Tchad : Vives contestations autour d’un accord entre éleveurs et agriculteurs
Des chefs traditionnels des communautés des agriculteurs et des éleveurs de la province du Mandoul (une des 23 régions du Tchad, au Sud-ouest du pays) ont récemment paraphé un accord qui prévoit des réparations en cas d’infractions graves. L’objectif est de faire baisser la tension qui existe entre eux. Mais le consensus est loin de faire l’unanimité. Au Tchad, les conflits entre éleveurs et agriculteurs sont récurrents. En août dernier, le pays avait enregistré vingt-deux morts et dix-huit blessés lors d’un affrontement entre éleveurs et agriculteurs.

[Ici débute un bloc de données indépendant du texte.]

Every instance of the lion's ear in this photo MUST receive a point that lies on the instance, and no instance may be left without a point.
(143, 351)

L’accord prévoit qu’en cas d’homicide, volontaire ou involontaire, la personne incriminée -ou sa famille- doit payer 1.500.000 FCFA. C’est pareil pour les cas d’accidents où des réparations sont fixées à 1.000.000 FCFA.
«Jusqu’ici, il n’y avait parfois pas de solution lors d’un différent», explique l’avocat Noubarangar Kladoumbé, avocat et chef du canton de Dobo. Il est également représentant des chefs traditionnels de la province du Mandoul et signataire de l’accord.

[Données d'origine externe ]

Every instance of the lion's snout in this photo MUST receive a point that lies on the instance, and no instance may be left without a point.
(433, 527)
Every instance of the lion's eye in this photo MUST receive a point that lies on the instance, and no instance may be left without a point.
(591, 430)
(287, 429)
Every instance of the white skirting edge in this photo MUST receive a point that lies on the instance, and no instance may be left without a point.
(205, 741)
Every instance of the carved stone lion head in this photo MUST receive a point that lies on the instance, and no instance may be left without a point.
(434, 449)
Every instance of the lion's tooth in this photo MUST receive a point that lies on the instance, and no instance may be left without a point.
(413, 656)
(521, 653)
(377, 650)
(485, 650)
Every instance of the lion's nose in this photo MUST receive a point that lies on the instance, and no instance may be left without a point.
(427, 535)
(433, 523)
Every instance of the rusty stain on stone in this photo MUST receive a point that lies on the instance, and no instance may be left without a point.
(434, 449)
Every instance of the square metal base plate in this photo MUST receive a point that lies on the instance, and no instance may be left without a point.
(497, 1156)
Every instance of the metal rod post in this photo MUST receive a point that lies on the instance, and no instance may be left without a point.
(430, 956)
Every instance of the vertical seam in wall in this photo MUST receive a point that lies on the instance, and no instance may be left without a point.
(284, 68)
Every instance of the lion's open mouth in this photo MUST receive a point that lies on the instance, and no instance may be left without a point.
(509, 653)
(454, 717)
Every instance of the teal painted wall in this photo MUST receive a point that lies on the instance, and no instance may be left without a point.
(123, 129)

«Et quand il n’y a pas de solution, les drames se reproduisent, car les gens se font justice eux-mêmes», indique-t-il. «La notion de réparation est universelle (…). Quand il y a un problème vous réparez et vous continuez à vivre ensemble. Nous pensons que nous pouvons préserver la paix comme ça parce que si les éleveurs continuent à imposer des réparations que les autres ne peuvent pas réunir, un jour il y aura des massacres entre nos populations», avertit Noubarangar Kladoumbé.
Cependant, cet accord est décrié par certains. «C’est un accord qui porte atteinte au caractère sacré de l’être humain qui est réduit à une valeur pécuniaire», dénonce Jean-Bosco Manga, écrivain et juriste. Selon lui, «C’est un précédent très fâcheux qui va raviver les crimes puisqu’il suffit de réunir les moyens nécessaires pour régler son compte à autrui».
«Les conflits éleveurs-agriculteurs, on ne peut les endiguer qu’en prenant des mesures fortes. L’Etat doit sévir à travers des dispositions pénales qui existent», insiste Jean-Bosco Manga. Djiddah Oumar Mahamat, président de la Commission nationale des droits de l’homme (CNDH) qualifie l’accord de «décision irréfléchie». Il demande au Gouvernement de l’annuler.